# silver bullets to increase neck/shoulder/upper back endurance? (crosspost)



## cjcrawford (Jun 2, 2008)

I'm interested in increasing my stamina and comfort for long rides in this area. I'm quite familiar with general weight lifting and strength training principles but I'm wondering if some lucky forum reader discovered an exercise that really increased their comfort and endurance in this area. 58 year male, 175 lbs, FS 29er (not sure that any of that matters!). Thanks. Chris.


----------



## SteveF (Mar 5, 2004)

Shoulder and neck fatigue have become a real issue for me past few years. Planks and supermans helped. And consider raising your bars if they're more than a cm or two lower than your saddle...


----------



## cjcrawford (Jun 2, 2008)

Yes, Planks. They seem to help which only makes sense because you are strengthening your body to stay in a rigid but ergonomically friendly position for an extended period of time. I try and do a 3 minute plank a least a few times a week.


----------



## MSU Alum (Aug 8, 2009)

If you have serious neck and shoulder fatigue, perhaps you need to learn to selectively relax those sets of muscles as you ride. I'm 64, on a FS 27.5 in Utah. I don't do much in the way of strength training and I never really find those muscle groups getting tired. It's very unlikely that I'm stronger than you.


----------



## cyclelicious (Oct 7, 2008)

Do you think your issues could be compounded by other things ? Like biking form (looking down instead of ahead), too tight grip on bars, heavy or ill-fitting backpack, not a great mattress/pillow, or sitting at a desk on a computer all day. All these things can make the upper body quite tight and then manifests itself on rides. 

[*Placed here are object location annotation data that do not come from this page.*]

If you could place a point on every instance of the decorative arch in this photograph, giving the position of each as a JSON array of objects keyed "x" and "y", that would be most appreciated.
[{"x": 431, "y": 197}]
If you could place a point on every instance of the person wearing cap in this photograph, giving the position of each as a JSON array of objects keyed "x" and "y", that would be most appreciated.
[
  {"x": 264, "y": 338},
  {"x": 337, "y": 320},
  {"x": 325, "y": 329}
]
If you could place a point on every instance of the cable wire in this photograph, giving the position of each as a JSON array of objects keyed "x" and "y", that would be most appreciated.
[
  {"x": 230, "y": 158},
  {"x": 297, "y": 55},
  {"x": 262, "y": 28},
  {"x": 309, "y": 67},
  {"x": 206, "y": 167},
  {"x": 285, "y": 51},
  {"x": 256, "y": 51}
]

Regular foam rolling, experimenting with chair height/angle, trying to keep the backpack as light as possible, regular stretch breaks.

Also, I think good riding form depends a ton on core strength (Core strength not AB strength by which I mean abs, back, glutes, all those little hip muscles). Your core is doing a ton of work to stabilize and align your hips and your chest/shoulder girdle. There's lots of core strength exercises


----------



## Betarad (Oct 24, 2009)

Master’s swimming at your local pool?


----------



## formica (Jul 4, 2004)

I have added in a ton of shoulder and thoracic mobility work to open up the chest area. This has helped me immensely. I do lot of upper body stability and strength work too.


----------



## Stray Mutt (Dec 3, 2011)

Check your fit on the bike by having an expert look at it.
And get a set of "TRX" type suspension straps, lots of cheaper copies on amazon, use them for planks with hands or feet in the straps, the plank is incredible for core strength but the instability of the straps makes it that much better for your core. 
Worked for me anyway, your mileage may vary. 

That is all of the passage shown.